16. How does the addition of Service Orientation change systems? When is it appropriate to use?

I’m not sure I can answer this in a short, succinct statement. The underlying principles required to support SOA are very similar to generally good software architecture & design principles (single responsibility, segregation of concerns, interface segregation, etc). An SOA likely incurs additional work and overhead due to implementing the boundaries between entities as separate servers operating over a distributed network instead of more cohesively within the same application or single server. There are various reasons (complexity, security, methods of use, etc) why a Service Oriented Architecture may or may not be a good choice for a particular system.

My first major experience with a SOA was at Intel in ~1999 where I designed and built a complete SOA distributed system from the ground up including all of the protocols, security, connectivity, service locators, data servers, data transfer, query language, etc.

17. What's so great about Windows Workflow Framework?

Honestly, I don’t know. I haven’t worked with it nor worked for a client that was using it. I’d be very curious to find out from someone who has worked with it though…

Page 23: James Higgins - C# Developer Q&A with Code Samples

18. If your database was under a lot of strain, what are the first few things you might consider to speed it up?

There is no universal answer to this without more context. What exactly is the strain? Is it slow fetching any data? Are certain queries slow? Are inserts slow? Updates? The combination of those experiencing performance problems is very indicative of the potential problems.

If certain queries are performing very slowly but overall access and inserts/updates are fine then it’s probably a lack of appropriate indices. If inserts are very slow but updates (not involving the primary key) are quick then it’s a problem with the primary key and most likely the clustered index (such as assigning a table to use a GUID key for its clustered index). If inserts and updates are both slow then it may be that there are too many complex indices that need to be updated. Database performance tuning requires a solid understanding of the data being stored, the queries used to access it and the general nature of the data itself (such as how frequently will inserts / updates occur).

19. What is SQL injection?

SQL injection (aka “SQL injection attacks”) is a situation where a malicious client uses carefully constructed data submitted to an application in order to cause the database server to execute arbitrary SQL not envisioned or desired by the programmer. SQL injection can occur anytime text data obtained from an outside source is used to construct SQL statements without somehow ensuring the data is valid and does not contain unwanted characters / SQL code.
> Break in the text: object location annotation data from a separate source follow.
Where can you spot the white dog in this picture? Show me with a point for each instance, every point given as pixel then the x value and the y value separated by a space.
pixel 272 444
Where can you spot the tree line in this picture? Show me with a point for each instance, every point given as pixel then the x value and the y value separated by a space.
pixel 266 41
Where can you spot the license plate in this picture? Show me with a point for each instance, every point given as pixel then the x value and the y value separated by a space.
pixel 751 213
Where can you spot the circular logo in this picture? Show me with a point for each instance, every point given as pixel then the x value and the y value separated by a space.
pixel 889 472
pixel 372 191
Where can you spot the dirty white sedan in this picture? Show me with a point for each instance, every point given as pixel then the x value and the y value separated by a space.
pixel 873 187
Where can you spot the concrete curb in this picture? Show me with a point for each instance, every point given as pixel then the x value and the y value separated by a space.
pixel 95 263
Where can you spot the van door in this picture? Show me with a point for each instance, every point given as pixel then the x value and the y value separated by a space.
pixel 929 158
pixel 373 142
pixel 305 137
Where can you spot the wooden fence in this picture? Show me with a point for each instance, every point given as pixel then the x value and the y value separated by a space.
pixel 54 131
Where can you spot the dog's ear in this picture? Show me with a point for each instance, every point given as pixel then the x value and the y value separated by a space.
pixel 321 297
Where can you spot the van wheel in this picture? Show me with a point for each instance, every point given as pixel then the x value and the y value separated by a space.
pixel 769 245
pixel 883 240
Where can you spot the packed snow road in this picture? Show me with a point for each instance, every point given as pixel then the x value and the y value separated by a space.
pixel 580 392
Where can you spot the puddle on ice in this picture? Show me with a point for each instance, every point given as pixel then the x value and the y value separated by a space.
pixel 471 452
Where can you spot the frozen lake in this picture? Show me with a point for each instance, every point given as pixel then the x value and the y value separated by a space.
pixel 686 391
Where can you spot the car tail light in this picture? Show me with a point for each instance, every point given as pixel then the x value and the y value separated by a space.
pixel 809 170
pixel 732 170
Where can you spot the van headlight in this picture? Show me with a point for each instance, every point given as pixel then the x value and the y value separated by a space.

The easiest way to do this is generally by using the parameter capabilities built into the ADO.NET data access components (though there are other possibilities as well).

20. What's the difference between unit test and integration test?

Unit testing is typically used for white-box testing of a specific class or method. Good unit tests tend to have a very small scope which validates that one very specific piece of code functions as intended. Unit tests would likely confirm that business logic implemented in a class worked as expected, but it would not test to see that business objects were successfully saved and loaded from a SQL database.

Integration testing is the practice of validating the interaction between two or more components / modules / systems / etc. Testing a business object connected to a functional data access layer capable of persisting those objects to a SQL database would be an example of integration testing.